After a few weeks had gone by I received a call and was told to report to a warehouse in Hawthorne. I was there bright and early the next day and received my assignment. I was going to work in the government bonded section of the warehouse and I would work with a federal QC inspector. The bonded area was a small section of the warehouse with an 8' high chain link fence around it. Inside was a small desk, for the QC inspector, and a couple of rows of 12' high shelving for pallets. On the pallets were large cardboard boxes with cryptic notes written on them. My job was to retrieve the boxes as ordered and then help the inspector sort through the contents. All of the boxes contained surplus items and the inspector was to determine, one; that they contained what they were supposed to contain, and two; what was the value and disposition of those items in the boxes.
The inspector was a nice guy with very low stress work habits. I arrived every day promptly at 8 and then I would wait until 9 or so before he made his appearance; carrying a cup of coffee and a ream of IBM printer printouts. He wore sandals most day and would stroll through the warehouse, saying hello to all before opening the gate to our little "kingdom". I would retrieve our electric forklift and stand ready to pull down the box he wanted. But first he would ask me to look at the print out and see which one I thought might be the easiest for us to begin with. I would suggest and he would agree. Then I would find the box and bring it over close to his desk. Then we would open it.

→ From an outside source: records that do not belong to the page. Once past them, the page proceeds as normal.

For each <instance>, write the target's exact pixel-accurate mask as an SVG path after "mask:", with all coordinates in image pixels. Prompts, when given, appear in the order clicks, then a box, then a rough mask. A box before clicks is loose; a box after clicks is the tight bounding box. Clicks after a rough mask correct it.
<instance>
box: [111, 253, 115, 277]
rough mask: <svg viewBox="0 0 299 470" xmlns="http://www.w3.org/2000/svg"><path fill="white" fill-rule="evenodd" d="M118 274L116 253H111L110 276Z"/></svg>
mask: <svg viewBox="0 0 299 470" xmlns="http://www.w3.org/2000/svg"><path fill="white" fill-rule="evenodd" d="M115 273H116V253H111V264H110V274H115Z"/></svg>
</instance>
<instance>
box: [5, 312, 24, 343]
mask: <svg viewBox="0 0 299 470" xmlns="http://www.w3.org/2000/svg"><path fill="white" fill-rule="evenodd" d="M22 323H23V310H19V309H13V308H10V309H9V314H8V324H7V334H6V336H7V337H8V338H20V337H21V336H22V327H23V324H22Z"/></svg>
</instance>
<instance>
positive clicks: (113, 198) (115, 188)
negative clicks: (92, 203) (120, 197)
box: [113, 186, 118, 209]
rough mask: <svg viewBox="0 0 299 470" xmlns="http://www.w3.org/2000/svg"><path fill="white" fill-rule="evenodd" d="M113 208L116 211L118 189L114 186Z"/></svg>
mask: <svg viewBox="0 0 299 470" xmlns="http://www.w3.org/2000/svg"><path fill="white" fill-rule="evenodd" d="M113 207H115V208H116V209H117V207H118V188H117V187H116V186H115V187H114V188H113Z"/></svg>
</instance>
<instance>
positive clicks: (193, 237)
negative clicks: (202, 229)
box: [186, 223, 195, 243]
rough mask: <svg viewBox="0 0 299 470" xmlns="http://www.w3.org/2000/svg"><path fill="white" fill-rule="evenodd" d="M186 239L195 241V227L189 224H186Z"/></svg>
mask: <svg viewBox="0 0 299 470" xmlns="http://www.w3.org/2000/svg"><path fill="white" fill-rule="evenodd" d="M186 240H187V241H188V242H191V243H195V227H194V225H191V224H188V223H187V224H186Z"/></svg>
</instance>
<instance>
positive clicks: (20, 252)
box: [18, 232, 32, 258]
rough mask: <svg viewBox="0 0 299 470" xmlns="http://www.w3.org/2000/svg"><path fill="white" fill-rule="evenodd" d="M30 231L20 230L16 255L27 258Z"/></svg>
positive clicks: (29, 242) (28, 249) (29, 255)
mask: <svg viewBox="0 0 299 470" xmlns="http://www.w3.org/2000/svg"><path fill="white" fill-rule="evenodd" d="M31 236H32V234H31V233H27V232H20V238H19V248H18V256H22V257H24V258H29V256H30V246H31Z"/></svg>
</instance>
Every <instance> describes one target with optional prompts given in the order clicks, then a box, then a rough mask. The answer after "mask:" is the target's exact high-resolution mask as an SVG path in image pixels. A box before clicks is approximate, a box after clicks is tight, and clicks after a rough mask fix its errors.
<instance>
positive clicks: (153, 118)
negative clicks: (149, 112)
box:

Each item in the box had a metal tag affixed to it and the tag had source and contract numbers on it. He would look up the numbers on his sheets of paper and then we would verify that, indeed, we were looking at the item described and then he would determine it's fate. If it was useable (rarely) we would return it to the box. Usually it would be termed 'surplus' and put aside. Most of the things we were looking at were experimental electronics and neither one of us knew anything about them. He was just guessing most of the time. I did learn to recognize waveguides and stepper motors and half a dozen other items. He soon depended on me to tell him what an item was and what we should do with it
Since the inspector was so relaxed, he would take an hour and a half for lunch and then knock off at 3. I would spend the next 90 minutes working out in the real warehouse and doing real work. What a relief!
After four months of this I was ready to quit, but I was rescued by a neighbor who had heard about my being ready to quit and he directed me into the career that I loved and that I retired from...43 years later.
a footnote...STL was soon acquired by Thompson-Ramo-Woodridge or TRW.